L’expulsion de la Coordination des intermittents et des précaires (CIP) de leurs locaux du quai de Charente est imminente. Les gens bien informés disent qu’elle aura lieu avant le 24 décembre. Manière pour le préfet et la Mairie de Paris de souhaiter un joyeux Noël à ces empêcheurs de précariser en rond. Pas de trêve hivernale pour eux, puisqu’ils n’habitent pas. « On approche des élections, explique posément Jean-Francis, membre de la CIP, et ils ne supportent pas les discours de contestation et les “nids de réflexion”. »
La CIP est en effet un « nid de coucous » [1], un de ces endroits, dit-il, « où les précaires passent, se rencontrent, échangent et agissent collectivement » pour défendre les intérêts déjà bien attaqués de leur groupe. Un groupe qui ne cesse de croître pour cause de casse du service public et de réduction générale des budgets (nationaux et territoriaux) et des effectifs de la Culture, du Travail, du Logement. Un groupe qui dérange par l’efficacité de ses actions et par ses critiques sans concession des petites magouilles politiciennes, de droite comme de gauche. Surtout de gauche.
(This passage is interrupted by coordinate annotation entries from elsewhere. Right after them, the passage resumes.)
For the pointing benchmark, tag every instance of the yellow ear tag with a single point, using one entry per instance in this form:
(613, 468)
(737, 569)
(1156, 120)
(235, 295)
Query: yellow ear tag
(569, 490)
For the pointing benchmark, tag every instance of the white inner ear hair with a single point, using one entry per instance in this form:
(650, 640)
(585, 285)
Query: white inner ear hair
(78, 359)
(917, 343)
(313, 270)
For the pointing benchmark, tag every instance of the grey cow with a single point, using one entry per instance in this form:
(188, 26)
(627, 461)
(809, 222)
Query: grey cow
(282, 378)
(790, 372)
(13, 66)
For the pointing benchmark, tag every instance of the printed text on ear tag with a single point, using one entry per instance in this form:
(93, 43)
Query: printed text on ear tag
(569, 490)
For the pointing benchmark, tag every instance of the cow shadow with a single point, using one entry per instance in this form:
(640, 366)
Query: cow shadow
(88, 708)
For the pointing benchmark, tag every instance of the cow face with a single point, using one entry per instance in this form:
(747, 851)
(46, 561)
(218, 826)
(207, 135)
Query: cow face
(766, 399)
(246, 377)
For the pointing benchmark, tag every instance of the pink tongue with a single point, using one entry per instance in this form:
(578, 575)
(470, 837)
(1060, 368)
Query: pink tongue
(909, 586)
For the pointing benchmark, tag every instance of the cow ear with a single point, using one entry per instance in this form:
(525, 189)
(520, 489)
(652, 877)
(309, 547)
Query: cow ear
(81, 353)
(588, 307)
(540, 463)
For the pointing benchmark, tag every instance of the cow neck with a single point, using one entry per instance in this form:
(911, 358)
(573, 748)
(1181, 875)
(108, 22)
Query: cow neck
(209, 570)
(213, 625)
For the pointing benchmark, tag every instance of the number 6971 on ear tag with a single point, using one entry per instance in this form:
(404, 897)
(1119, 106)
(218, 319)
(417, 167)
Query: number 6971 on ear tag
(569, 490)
Le politique – trop souvent à l’écoute de cette minorité de Français lepénisés (ou sarkoïsés) qui désignent l’étranger et l’assisté, forcément fainéants, comme sources de tous les problèmes – a eu tôt fait de les assimiler à des improductifs, des parasites, des coucous, qu’il faudrait virer du nid. « En 2003, raconte Jean-Francis en rigolant, le Medef disait déjà qu’on ne faisait nos actions qu’en prenant l’argent des Assedic ! » Il faut dire qu’ils ne mollissent pas dans l’action, les précaires, et qu’ils ont même des résultats ! (Voir « C’est tout un art, l’occupation », Politis du 8 juillet 2010.)
Sans croire au père Noël, ils espèrent que l’issue du recours auprès du président de la cour d’appel sera suspensive. Et puis les coucous ne sont pas tout à fait seuls. Leur pétition a recueilli plus de 6 100 signatures, dont des parlementaires, des personnalités, des collectifs et des syndicats comme le Syndeac (Syndicat national des entreprises artistiques et culturelles ), le Synavi (Syndicat des arts vivants) et l’union syndicale Solidaires. Mado, comédienne et doyenne du PS (95 ans et toute sa conscience) a tiré les oreilles de Delanoë et consorts, dans une fort belle lettre qui résume toute l’iniquité de cette expulsion, assortie… d’une astreinte mensuelle de 5 500 euros par mois qui court depuis décembre 2009. Un traitement punitif qui semble dire : « De l’argent il y en a dans les poches de précariat ! »
En attendant un répit incertain, la CIP appelle au soutien actif et annonce deux journées d’action : le 1er décembre pour se rappeler au bon souvenir de Delanoë, et le 4 décembre pour un « Samedi des précaires » manifestif au départ de Stalingrad.